Forge intercooler is around £700-800


----------



## Patrizio72 (Mar 22, 2011)

Already had enough of the stage1? lol


----------



## TondyRSuzuka (Dec 3, 2011)

Patrizio72 said:


> Already had enough of the stage1? lol


No not at all, just wondering what lies beyond stage 1. So I mean what can be done to improve performance short of weight shedding?


----------



## LEO-RS (Apr 13, 2009)

It's an age old question and has caused many handbag fights in the past :lol: Is Stage 2 worth it over Stage 1? In the traditional sense, with the costs below, No, most probably it isn't.

Exhaust System - £1750 (Milltek race fitted)
Intercooler - £1200 (Forge race fitted)
Intake - £500 (ITG)
Remap - £650-£850 (Revo/MRC/APR)

So there is around £4200 worth of mods from standard to get to a full stage 2. Real world figures and not inflated dynojet figures will show around 430-435bhp/450lbft for a full Stage 2. A Stage 1 tune will give around 410bhp/430-450lbft and will save you £3500 on the above setup.

Real world difference, probably somewhere in the region of 0.5-0.8secs in a 0-100 dash. On the road, a car length or 2. On the dragstrip, typically a tenth of a second 2/10 on a good day and at the very maximum 3/10 tenths.

A lot of money for little gain.
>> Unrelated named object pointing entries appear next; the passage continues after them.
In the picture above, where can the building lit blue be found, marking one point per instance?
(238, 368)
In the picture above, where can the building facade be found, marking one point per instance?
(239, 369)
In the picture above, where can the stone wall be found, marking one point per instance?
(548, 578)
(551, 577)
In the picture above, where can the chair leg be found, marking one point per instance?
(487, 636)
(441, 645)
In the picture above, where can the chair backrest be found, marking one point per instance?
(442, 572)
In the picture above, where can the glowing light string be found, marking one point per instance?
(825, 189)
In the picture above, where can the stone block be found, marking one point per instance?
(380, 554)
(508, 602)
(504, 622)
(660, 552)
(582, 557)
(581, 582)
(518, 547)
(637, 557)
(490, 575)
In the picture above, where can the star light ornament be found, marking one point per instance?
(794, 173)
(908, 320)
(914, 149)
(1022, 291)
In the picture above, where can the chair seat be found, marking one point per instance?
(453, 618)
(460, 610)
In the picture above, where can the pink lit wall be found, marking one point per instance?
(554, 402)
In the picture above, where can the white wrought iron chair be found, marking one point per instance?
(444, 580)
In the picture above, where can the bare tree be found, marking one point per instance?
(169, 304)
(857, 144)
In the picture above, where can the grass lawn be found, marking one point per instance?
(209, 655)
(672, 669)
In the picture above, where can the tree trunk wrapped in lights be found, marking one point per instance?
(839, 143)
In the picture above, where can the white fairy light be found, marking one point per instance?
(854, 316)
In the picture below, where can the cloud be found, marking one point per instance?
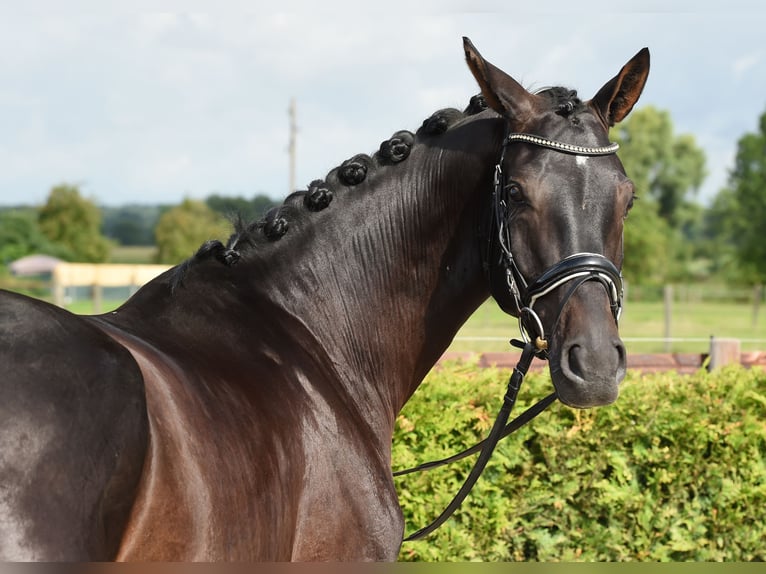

So far, so good :lol:

Is an aftermarket intercooler needed for S2?
Is an aftermarket exhaust needed for S2?
Is an aftermarket intake needed for S2?

Answer to all is no, I never had any of the above, mines was standard from a hardware point of view.

I bought a 2nd hand OEM downpipe off TTS for £250, knocked the cat out myself, 5-10 min job. All you need is a drill and a hole cutter attachment. Drill into the cat all the way through, make the hole larger and larger and the material then falls in on itself. You dont need to be a DIY expert, drill and 5 minutes, jobs a good un. Labour charge for fitting, typically 3-4hrs at a garage as its a ballache to fit. For me, I was charged £30+VAT x 3hrs, cheap labour up here  Once fitted, you will be presented with an engine warning light due to the 2nd lambda and the only way to get rid is with a Stage 2 tune. They map this out for you. On top of the decatted downpipe, Milltek bypass pipes are around £200 and panel filter around £50. Perhaps worth 5bhp for the pair.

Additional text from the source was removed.